Various studies have found that PRAME-specific CD8+ T cells could recognize and lyse PRAME-positive malignant cells. As a potential therapeutic target, clinical trials evaluating PRAME-TCR (T cell receptor) gene therapy are currently underway for patients with various cancers that could eventually be evaluated in advanced UM as well.[29] 


Histone Deacetylase

UM has been studied extensively at the epigenetic level.[137][138] Histone deacetylase (HDAC) regulates transcription of various transcriptional factors involved in tumor initiation and progression through deacetylation of histones, thus modifying the structure of DNA and chromatin. HDAC inhibitors induce cell-cycle arrest through increasing overall histone acetylation, which increases activity of transcriptional factors and transcription of tumor-suppressor genes.[139] HDAC inhibitors include valproic acid, trichostatin A, panobinostat (LBH-589), vorinostat, suberoylanilide hydroxamic acid (SAHA), depsipeptide, tenovin-6, JSL-1, MC1568, and MC1575.[140][141] In a multicenter phase II clinical trial of vorinostat in advanced UM, the investigators concluded that vorinostat did not yield a beneficial response.[142] 

BET inhibitors

Bromodomains are important amino acid domains of transcription factor complexes that serve key functions in epigenetic modifications.[143] Bromodomain and extra-terminal (BET) family proteins (BRD2, BRD3, BRD4, and BRDT) share a similar structure and BRD4, in particular, has been implicated in various cancers.[144][145] BRD4 stimulates the positive transcription elongation factor (P-TEFb) complex, and upregulates expression of growth promoting genes such as c-Myc, which is important in the pathogenesis of UM.[146] JQ1, a BRD4 competitive inhibitor, has shown cytotoxicity in UM mouse models with GNAQ and GNA11 mutations.[147][148] Similarly, PLX51107, a novel BRD4 inhibitor, has demonstrated high cytotoxic activity in UM cell lines at nanomolar concentrations.[149] A recent phase 1 study of mivebresib (ABBV-075), a pan-BET inhibitor, in 10 patients with UM achieved an OS of 7.4 (95% CI: 0.9-3.6) and PFS of 2.0 months (95% CI: 1.8 – 11.0).[150]

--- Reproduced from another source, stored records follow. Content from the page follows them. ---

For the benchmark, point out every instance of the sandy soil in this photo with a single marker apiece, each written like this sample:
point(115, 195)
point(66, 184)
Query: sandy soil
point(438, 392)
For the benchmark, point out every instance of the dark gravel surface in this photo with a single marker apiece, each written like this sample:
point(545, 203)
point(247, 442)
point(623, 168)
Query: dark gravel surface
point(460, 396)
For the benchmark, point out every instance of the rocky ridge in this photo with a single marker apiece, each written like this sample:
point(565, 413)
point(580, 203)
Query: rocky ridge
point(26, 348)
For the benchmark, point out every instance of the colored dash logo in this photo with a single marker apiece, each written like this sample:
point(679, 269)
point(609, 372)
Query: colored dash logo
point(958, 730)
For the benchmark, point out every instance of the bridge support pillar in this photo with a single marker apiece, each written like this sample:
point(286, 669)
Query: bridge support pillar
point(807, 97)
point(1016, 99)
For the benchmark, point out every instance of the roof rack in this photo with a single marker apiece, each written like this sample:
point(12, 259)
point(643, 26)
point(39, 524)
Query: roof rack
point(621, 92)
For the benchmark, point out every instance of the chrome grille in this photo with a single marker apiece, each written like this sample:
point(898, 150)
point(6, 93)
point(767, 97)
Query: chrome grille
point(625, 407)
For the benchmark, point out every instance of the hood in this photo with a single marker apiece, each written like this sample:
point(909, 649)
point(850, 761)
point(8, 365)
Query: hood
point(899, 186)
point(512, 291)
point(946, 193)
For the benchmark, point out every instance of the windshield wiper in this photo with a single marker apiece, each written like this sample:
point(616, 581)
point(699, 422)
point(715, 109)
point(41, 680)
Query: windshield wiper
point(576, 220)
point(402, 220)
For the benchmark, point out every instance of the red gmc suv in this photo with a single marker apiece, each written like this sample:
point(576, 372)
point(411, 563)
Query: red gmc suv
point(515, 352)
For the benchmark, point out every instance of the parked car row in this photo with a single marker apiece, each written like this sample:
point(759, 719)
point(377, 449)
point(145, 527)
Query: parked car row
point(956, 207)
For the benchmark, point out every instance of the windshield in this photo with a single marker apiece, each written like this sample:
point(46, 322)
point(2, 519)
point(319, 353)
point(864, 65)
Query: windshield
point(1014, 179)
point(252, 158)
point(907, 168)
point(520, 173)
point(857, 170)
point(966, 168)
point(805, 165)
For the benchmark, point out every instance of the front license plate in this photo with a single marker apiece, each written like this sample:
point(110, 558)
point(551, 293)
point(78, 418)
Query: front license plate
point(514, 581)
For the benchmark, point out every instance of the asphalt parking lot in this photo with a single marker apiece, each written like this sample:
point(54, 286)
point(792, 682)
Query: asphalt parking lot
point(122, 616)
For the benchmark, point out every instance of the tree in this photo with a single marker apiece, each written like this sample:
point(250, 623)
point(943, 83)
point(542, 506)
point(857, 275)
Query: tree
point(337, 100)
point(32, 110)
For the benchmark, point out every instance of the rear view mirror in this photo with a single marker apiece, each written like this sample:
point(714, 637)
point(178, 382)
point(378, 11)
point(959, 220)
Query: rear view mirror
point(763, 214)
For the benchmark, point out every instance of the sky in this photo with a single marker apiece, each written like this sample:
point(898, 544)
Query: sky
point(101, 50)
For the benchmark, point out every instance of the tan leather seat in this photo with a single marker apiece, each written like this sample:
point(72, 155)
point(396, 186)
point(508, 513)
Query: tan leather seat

UM is the most common primary intraocular malignancy. Enucleation is most commonly used for large tumors and radiotherapy for select tumors. Adjuvant therapy and systemic therapy has not demonstrated efficacy in decreasing the risk of metastasis and improving outcomes. Existing systemic treatments used for cutaneous melanoma are not effective against UM. Metastasis occurs most frequently to the liver via hematogenous spread. Locoregional treatment of liver metastases can be offered with variable efficacy. There is no consensus on follow-up, but annual history and physical examinations under an ophthalmologist or oncologist are recommended.